An investigation from the University of Florida was to test a fluorescence imaging system that enables biological research on suborbital missions, and researchers from MIT Media Lab flew an experiment called “Wax Casting” to test how future explorers could produce their own non-toxic solid rocket propellants in microgravity, such as paraffin and beeswax. The Wax Casting experiment was supposed to study how melted candle wax and a similar liquid called heptadecane react when they are rotated in tubes aboard the New Shepard capsule.

The Electrostatic Regolith Interaction Experiment from the University of Central Florida, also supported by NASA, was to study the behavior of charged dust particles in microgravity. Information from this experiment could help engineers develop strategies to prevent lunar dust from damaging electronics, solar cells, mechanical equipment, and astronaut spacesuits on the moon, according to UCF.

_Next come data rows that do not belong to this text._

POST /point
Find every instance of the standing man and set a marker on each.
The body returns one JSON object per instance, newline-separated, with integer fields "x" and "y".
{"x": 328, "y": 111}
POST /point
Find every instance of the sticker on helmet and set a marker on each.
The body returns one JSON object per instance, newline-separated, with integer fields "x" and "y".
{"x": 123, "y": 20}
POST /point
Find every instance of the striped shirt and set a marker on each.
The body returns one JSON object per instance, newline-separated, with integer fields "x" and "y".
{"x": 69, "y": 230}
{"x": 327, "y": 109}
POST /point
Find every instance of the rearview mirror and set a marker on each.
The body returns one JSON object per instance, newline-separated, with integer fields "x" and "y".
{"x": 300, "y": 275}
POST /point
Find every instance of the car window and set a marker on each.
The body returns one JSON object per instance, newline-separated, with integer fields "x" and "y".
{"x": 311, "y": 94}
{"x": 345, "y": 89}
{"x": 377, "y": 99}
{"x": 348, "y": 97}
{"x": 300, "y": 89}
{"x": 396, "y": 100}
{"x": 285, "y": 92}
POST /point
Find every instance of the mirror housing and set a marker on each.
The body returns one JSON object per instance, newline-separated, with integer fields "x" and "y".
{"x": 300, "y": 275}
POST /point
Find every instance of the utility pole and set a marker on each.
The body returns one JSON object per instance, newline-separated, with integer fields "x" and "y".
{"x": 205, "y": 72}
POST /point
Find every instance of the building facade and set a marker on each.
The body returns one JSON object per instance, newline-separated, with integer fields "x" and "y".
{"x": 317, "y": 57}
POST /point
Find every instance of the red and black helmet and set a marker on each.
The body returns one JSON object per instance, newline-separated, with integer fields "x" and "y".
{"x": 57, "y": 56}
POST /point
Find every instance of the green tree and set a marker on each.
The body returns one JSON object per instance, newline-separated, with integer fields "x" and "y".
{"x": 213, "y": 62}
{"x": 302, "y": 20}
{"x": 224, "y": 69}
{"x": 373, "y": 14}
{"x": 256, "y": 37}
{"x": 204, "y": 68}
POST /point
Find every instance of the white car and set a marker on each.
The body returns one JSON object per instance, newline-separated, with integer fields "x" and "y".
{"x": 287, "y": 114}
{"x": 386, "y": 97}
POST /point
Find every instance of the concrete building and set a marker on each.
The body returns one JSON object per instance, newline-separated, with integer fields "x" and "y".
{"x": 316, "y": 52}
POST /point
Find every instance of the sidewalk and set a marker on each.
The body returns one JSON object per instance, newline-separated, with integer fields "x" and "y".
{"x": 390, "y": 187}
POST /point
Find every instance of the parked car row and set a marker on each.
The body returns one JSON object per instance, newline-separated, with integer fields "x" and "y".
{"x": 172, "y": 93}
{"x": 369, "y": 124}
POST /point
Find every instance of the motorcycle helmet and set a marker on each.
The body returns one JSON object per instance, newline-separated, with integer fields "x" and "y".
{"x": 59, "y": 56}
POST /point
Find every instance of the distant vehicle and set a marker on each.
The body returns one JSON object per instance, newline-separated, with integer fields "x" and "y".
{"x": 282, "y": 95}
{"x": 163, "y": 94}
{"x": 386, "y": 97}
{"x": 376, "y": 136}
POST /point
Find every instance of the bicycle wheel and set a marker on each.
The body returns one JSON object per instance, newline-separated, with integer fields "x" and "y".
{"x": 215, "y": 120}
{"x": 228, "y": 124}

There was also an experiment on the NS-23 mission from NeoCity Academy in Kissimmee, Florida, where six high school students developed an investigation to study the effects of microgravity on ultrasonic sound waves. Another project from Anatolia College in Greece was attempting to create a painting in space.

Blue Origin’s New Shepard rocket on the launch pad ahead of the NS-23 mission. Credit: Blue Origin

Two sensor suites flying on the New Shepard rocket were designed to measure data on the environment outside the vehicle. A fiber optic sensor system developed by NASA’s Armstrong Flight Research Center was to monitor the structural health of the vehicle, collecting temperature and strain data on the NS-23 mission before future use on orbital launch vehicles.

A space sensor platform from Johns Hopkins University’s Applied Physics Laboratory was also mounted on the New Shepard booster. It was designed to study environmental conditions in the lower ionosphere, a difficult-to-study region of Earth’s atmosphere. Scientists hope to expand the platform’s capabilities on future flights to include telescopes, cameras, and deployment of small sensors, according to Blue Origin.